Puis il y eut les accords de Grenelle ( le 25 mai) apportant de réelles avancées salariales et dans les conditions de travail aussi bien au niveau global qu’à celui des « branches » d’entreprises. Le travail commença à reprendre « à la base », mais, nationalement, le mouvement bascula vers l’insurrection politique avec le « meeting de Charléty » dont nous, communistes, dénonçâmes partout les orientations « gauchistes » et les manipulations politiciennes.
En fait, le PCF (alors à 20 -22 %) ne tenait nullement à « aller au pouvoir » : Jacques Duclos nous l’expliqua précisément lors de sa venue, début juillet 1968, à la fête départementale du PC …comme il nous affirma ( toujours entre « responsables ») « que nous ne couperions pas à une intervention soviétique en Tchécoslovaquie » ! L’opération « Charlety » fit long feu …De Gaulle reprit la main en dissolvant l’Assemblée Nationale et en imposant des législatives dans la foulée…Les premiers jours de juin, tout était fini…

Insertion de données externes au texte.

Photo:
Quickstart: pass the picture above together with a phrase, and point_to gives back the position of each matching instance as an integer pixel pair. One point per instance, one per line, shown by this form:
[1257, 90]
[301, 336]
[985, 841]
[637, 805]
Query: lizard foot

Et la victoire bascula dans le camp du Général…Dans le canton où j’étais responsable, dans la circonscription afférente, le PCF perdit 6 % et le siège de député qu’il détenait. Ce fut un coup de massue …Je crois que ce soir là, il y eut en moi comme un doute sur l’infaillibilité de la parole du Parti et sur l’efficience de son action. Et même si, dans la semaine qui suivit, je fus élu au Comité Fédéral de l’Hérault ( avec un certain Gayssot, apparatchik fidèle et récompensé), l’intervention « en Tchéco » – contre laquelle je m’élevais officiellement- accentua ce malaise encore imperceptible… qui prit une consistance certaine au moment de l’acceptation, par Georges Marchais, de la « normalisation » praguoise , de la rupture du « programme commun », de l’échec des efforts de rénovation du Parti après les législatives perdues de 1978, de l’approbation franche et massive de l’invasion soviétique de l’Afghanistan…Mais tout ça, c’est une autre histoire (Histoire ?)
En fait, je ne pense pas devoir plus que cela à Mai 68 : ces moments intenses d’une vie antérieure m’ont moins marqué que mes premières armes dans les manifestations contre la guerre d’Algérie, mais, surtout, que mes deux mandats électoraux qui m’ont apporté bien plus et sur la connaissance du monde, et sur le mode d’organisation des sociétés, et sur le politique ,et sur le fonctionnement d’un « pays », et sur les idéologies, et sur les Hommes eux-mêmes. Je crois sincèrement que l’approche que j’ai de la notion de laïcité doit plus à cette expérience qu’à ma vie de militant « pur et dur » du PCF où, il faut le dire, à part de crier tout le temps « des moyens pour l’école laïque », il n’y avait aucun effort d’analyse du mode d’organisation et de fonctionnement laïque de la société. Il est vrai la mère patrie du communisme n’était pas, en cela, un exemple…
Ces mois d’avril, mai, juin 1968 restent un souvenir agréable, un espace de fraternité humaine, un moment de jeunesse épanouie…C’est déjà beaucoup.